If you think centralist in a federation, you will always feel uncomfortable and push for centralist ideas, ideals, and goals.
There is nothing “international” about an organisation. Almost every county has them.
You still need a minimum number of active contributors to keep the communities active. If everyone wants to post to their own community, they should switch to a microblog format, there everyone has their own feed.
Communities consolidation happens all the time (see !fedigrow@lemm.ee ), because people get tired of “shouting into the void” on their community alone, and join forces with other people on a shared community.
I read “new” a lot and on some profiles, it it is my default. I don’t “suffer” from choosing where to post, because I don’t really care that much about upvotes. Most things are a one off share and that’s it - except for questions, then I try to pick the biggest community. There are people to solve their conundrum by just cross-posting to all relevant communities, which is also fine by me.
Personally, I’d rather have multiple small and active communities than centralised, large communities with many small and dead communities.
As you see, I’m quite against centralisation and merging, and what-not. It’s probably a thing we disagree on.
If it’s a one off share thing it’s probably fine the way you do it.
I guess our perspectives are different because I’m more active on communities that are active “in the long run”, such as !buyeuropean@feddit.uk, !movies@lemm.ee, !privacy@programming.dev
Also, most of the value of Reddit and Lemmy comes from the comments. Having splintered discussions in several similar communities prevents interesting conversations from happening.
feddit.au would not make sense, last time I checked Australia is not a german speaking countr. lemmy.de was one of the proposed new domains, iirc, but the users eventually chose feddit.org specifically because we did want to make it a clear successor to feddit.de, but we didn’t want to tie it to a country specific tld like .de, .at, or ch to indicate that none of the german speaking countries is “more important” or “prioritized” over the other.
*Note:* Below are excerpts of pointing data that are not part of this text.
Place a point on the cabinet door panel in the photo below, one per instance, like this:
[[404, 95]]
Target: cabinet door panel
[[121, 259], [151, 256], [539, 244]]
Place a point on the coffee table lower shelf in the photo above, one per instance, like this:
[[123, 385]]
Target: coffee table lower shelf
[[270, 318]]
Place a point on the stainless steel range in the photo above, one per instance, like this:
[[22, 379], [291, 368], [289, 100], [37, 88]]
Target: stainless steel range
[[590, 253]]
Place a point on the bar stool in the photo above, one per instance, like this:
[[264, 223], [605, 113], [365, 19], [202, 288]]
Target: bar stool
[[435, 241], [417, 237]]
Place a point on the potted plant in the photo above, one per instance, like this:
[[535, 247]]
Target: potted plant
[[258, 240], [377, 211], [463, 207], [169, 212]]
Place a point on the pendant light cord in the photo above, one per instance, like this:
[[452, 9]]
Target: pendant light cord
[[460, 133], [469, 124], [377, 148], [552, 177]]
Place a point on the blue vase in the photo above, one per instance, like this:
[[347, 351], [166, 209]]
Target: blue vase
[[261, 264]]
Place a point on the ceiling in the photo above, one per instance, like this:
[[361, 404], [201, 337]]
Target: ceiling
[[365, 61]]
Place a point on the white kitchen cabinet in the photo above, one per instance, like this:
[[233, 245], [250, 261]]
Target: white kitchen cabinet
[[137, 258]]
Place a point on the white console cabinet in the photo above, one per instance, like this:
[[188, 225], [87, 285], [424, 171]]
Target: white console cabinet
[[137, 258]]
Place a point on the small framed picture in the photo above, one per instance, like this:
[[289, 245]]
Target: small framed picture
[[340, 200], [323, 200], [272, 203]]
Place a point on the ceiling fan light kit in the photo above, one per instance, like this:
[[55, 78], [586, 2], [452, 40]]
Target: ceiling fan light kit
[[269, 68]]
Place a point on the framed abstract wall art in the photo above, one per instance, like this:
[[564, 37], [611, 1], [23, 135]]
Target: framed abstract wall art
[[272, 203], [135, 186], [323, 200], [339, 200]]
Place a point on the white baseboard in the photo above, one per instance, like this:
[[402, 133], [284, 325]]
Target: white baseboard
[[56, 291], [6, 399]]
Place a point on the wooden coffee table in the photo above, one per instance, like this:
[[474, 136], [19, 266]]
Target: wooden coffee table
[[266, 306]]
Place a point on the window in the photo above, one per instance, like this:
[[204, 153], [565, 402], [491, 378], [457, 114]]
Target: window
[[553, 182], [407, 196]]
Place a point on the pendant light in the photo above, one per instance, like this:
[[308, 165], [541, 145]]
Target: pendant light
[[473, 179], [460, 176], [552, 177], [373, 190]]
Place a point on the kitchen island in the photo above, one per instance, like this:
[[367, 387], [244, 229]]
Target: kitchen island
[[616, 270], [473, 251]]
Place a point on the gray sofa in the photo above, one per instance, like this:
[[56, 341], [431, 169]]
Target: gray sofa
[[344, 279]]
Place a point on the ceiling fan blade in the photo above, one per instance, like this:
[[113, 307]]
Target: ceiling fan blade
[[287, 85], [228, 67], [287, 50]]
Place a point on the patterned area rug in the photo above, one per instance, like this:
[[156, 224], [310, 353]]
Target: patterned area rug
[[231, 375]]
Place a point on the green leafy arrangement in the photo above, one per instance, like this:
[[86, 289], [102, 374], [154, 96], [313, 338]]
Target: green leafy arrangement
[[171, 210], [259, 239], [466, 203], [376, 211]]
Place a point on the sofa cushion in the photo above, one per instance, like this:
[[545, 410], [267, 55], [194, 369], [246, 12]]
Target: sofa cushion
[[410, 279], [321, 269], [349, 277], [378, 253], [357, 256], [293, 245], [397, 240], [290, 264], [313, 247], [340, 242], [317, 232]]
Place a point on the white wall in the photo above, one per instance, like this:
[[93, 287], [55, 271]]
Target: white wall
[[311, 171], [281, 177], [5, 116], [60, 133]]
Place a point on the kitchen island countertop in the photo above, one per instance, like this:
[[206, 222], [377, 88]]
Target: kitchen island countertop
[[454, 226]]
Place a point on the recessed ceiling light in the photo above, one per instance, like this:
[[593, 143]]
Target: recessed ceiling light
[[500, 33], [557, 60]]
Austria. Dunno what their domain is.
Originally there was feddit.de with wintermute as admin. But when the fediverse needed him most, he disapeared.
Also if i understand it correctly feddit.org is for the german speaking countries (DE, AT & CH), not just germany.
Specifically to accommodate hosting communities like !europe actually. feddit-org is explicitly meant as a de+en (language, not country) instance, adhering to DE/AT/CH law, and hosted in AT.
We had a vote on that topic at some point about that on feddit-de where feddit-org won out against e.g. lemminge-de.
Centralized services are simply easier to understand. And comments are a major issue: !europe here has vastly more comments than the community of the same name on europe-pub. If both become popular, commenters will split up between the two instances, making both communities seem emptier and more disjoint.
In any case, while I am not super happy about the approach that europe-pub takes, I am happy it exists and provides another option, should things fail in another part of the fediverse.
That said, the Fediverse Foundation, i.e. the Austrian non-profit running this instance feels like a very good home for the moment.
It is an issue when the multiple communities have the same content and rules, and just splinter the conversation.
As someone who is doing most of the heavylifting on !buyeuropean@feddit.uk, I would rather have people posting additional content to it than just crossposting the content to a new community where nobody comments.
Examples:
There is no main feddit instance. It can help avoid the calckey problem (calckey.world, the software it ran was originally called calckey, then it rebranded to firefish, then it shut down, and switched to a fork, sharkey). Its just a mix of “fediverse” and reddit.